Ru, the title of Kim Thuy’s new novel, means lullaby in Vietnamese, the author’s native language, and in Quebec, the author’s second home, the word refers to a small stream, The double-lull of the title quickly becomes a thousand shreds of firecrackers that “coloured the ground red, like the petals of cherry blossoms, or like the blood of the two million soldiers,” as our introduction to our 10-year-old narrator, Nguyen An Tinh, is underway. We’re told it is the Year of the Monkey and, more importantly, the year of the Tet Offensive.
The story flashes backward and forward: the narrator is a child, then a mother of two; she is in Saigon, Malaysia, Quebec, but we never lose our foothold in the drama. Thuy’s prose is elegant and spare, and many of Ru’s 160 pages contain more white space than text. Her language belies the hard facts of the story: the narrator’s home is partially taken over by soldiers from the new Communist regime; her parents hide gold and diamonds amongst the children’s clothing to pay for their journey out of Vietnam; a boy runs across a rice paddy and is shot in front of our narrator and the boys mother; An’s father matter-of-factly carries cyanide pills on their rough boat ride away from their homeland should danger arise.
Despite the striking material, the author’s spare approach almost seems to lack emotion. But the narrator’s sentiments resonate in moments of horror, such as when she describes what a filmmaker might see of her family’s stay at a Malaysian refugee camp: “the beauty of the silent and spontaneous complicity between wretched people.” Thuy’s humor is another surprise, and is well placed in the drama. A description of the narrator’s father in a photograph, wearing a sweater donated by neighbors during their early years in Granby, Quebec, lifts us from the story’s inherent sadness:
Today, his broad smile in the photo from that time manages to make us forget that it was a woman’s sweater, nipped in at the waist. Sometimes its best not to know everything.

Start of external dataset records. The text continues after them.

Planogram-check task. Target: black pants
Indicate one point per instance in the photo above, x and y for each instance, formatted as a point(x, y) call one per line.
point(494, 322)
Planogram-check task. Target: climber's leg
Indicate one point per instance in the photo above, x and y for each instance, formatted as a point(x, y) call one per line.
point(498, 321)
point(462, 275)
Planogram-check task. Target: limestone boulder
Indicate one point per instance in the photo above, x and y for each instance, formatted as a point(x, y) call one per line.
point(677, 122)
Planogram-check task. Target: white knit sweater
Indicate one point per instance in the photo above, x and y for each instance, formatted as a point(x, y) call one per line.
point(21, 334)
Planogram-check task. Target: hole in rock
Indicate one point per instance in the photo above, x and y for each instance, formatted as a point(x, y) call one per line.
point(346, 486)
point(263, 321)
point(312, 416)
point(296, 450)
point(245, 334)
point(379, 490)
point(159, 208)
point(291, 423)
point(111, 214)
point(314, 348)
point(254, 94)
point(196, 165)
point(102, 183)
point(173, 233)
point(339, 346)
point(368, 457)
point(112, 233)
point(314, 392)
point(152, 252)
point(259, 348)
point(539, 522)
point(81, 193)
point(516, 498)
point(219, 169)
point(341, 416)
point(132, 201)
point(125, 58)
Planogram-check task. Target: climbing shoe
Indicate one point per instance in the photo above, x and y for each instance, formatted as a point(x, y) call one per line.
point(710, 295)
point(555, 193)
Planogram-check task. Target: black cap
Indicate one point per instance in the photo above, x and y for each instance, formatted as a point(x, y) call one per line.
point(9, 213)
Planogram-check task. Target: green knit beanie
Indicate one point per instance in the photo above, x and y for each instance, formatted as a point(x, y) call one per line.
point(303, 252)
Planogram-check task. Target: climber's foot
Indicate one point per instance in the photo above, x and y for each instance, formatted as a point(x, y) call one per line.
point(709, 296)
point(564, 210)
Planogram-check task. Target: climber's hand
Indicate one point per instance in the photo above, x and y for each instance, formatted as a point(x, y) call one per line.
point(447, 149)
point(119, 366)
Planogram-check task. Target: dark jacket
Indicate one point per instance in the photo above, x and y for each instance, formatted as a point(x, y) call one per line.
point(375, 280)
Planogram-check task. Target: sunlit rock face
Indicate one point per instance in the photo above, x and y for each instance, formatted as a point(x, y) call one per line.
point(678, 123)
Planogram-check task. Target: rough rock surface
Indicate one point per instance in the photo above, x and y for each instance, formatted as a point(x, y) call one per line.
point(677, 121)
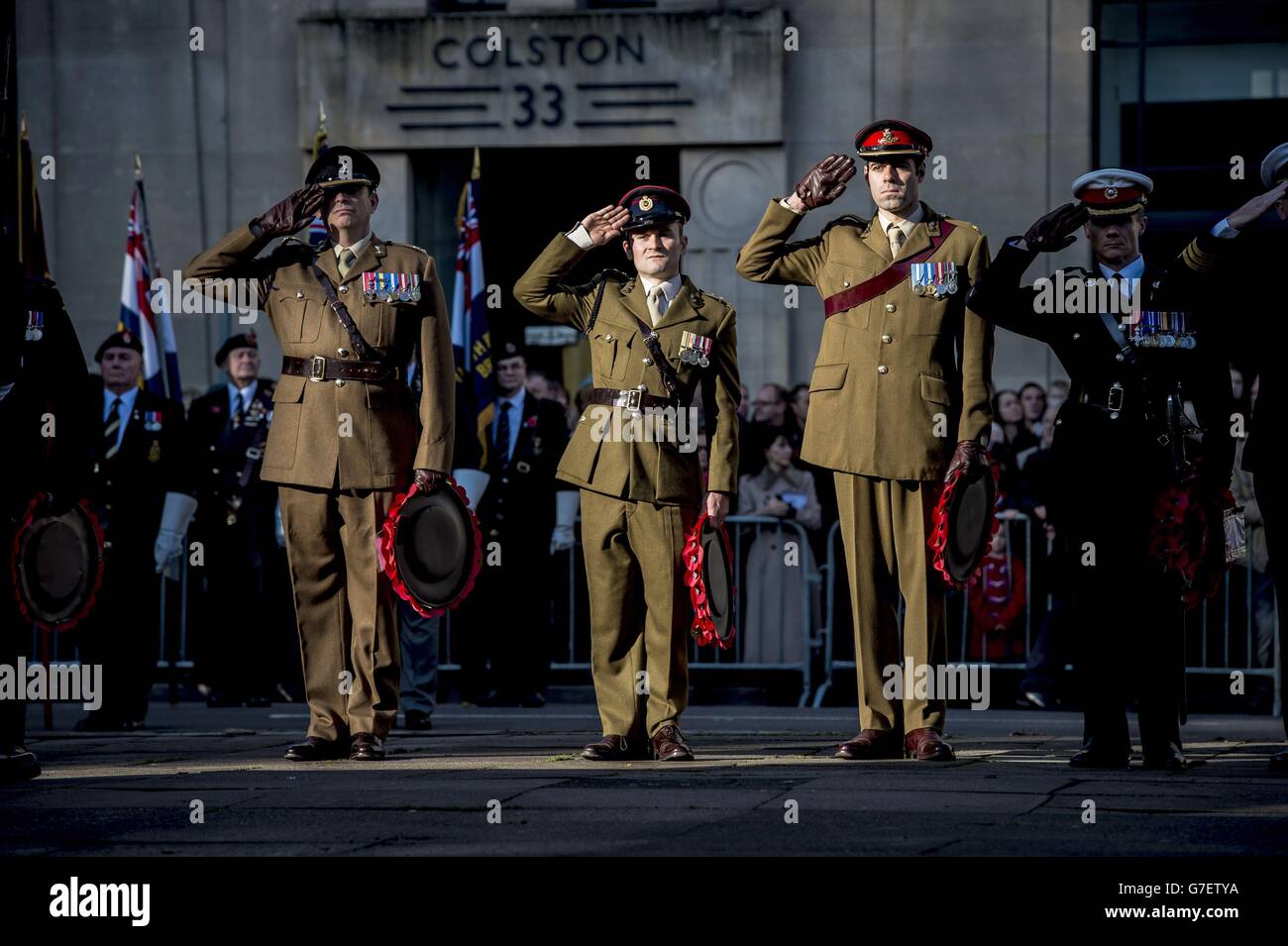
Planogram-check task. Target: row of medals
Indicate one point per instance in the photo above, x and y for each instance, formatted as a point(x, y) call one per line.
point(390, 287)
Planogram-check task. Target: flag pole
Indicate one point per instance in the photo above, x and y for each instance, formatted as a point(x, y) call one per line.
point(146, 227)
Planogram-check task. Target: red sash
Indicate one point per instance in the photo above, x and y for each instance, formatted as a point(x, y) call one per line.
point(884, 280)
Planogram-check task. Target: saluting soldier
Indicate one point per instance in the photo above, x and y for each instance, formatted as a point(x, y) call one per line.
point(235, 521)
point(1136, 351)
point(655, 340)
point(141, 493)
point(344, 434)
point(903, 373)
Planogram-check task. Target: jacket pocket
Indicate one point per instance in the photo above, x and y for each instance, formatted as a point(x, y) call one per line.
point(283, 430)
point(296, 313)
point(935, 390)
point(828, 377)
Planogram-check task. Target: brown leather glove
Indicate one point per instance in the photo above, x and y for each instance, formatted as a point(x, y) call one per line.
point(428, 478)
point(1055, 231)
point(825, 180)
point(291, 214)
point(969, 457)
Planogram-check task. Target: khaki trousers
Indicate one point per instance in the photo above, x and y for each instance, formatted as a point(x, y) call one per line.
point(344, 609)
point(885, 525)
point(639, 611)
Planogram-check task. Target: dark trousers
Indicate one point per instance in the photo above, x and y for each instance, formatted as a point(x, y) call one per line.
point(121, 632)
point(1271, 514)
point(240, 643)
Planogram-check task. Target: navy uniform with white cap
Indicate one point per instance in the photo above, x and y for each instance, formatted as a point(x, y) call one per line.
point(655, 340)
point(1122, 438)
point(1262, 338)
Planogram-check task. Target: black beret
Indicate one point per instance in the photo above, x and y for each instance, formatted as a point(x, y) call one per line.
point(119, 340)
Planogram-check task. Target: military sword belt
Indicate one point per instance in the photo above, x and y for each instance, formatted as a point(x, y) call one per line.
point(632, 399)
point(320, 368)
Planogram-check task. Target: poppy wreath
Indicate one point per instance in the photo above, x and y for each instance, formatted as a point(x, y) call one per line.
point(16, 551)
point(703, 627)
point(939, 525)
point(387, 560)
point(1189, 540)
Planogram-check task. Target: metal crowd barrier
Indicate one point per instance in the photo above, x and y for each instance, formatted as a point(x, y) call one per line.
point(823, 610)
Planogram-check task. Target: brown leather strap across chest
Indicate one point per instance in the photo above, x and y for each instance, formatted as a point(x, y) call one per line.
point(320, 368)
point(887, 279)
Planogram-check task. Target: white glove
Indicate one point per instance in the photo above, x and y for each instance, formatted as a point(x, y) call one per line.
point(566, 512)
point(167, 549)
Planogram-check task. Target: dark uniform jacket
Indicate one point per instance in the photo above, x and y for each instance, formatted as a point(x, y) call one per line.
point(223, 451)
point(1090, 442)
point(128, 490)
point(519, 499)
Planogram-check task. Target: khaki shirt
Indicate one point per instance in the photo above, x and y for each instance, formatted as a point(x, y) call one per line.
point(900, 378)
point(359, 435)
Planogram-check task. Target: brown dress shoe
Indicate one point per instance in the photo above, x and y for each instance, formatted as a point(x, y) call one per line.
point(871, 744)
point(366, 748)
point(669, 745)
point(927, 745)
point(316, 749)
point(616, 749)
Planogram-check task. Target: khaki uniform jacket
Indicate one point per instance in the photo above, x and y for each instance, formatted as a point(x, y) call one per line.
point(380, 446)
point(901, 378)
point(648, 472)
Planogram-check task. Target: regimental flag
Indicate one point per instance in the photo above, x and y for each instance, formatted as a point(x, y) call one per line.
point(317, 226)
point(472, 344)
point(31, 228)
point(154, 328)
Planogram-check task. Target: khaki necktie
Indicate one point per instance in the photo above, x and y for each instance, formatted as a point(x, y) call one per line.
point(656, 304)
point(347, 262)
point(897, 236)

Though the story maps Thuy’s own history, her devices—the spare language and short vignettes—keep us at arm’s length. Still, her poetic language works to draw us in. It’s a world I was content to be in, one that is rich and rewarding. And, as our narrator closes, she seems to finally be at peace with her two countries “where the deep red of a maple leaf in autumn is no longer a colour but a grace; where a country is no longer a place but a lullaby.”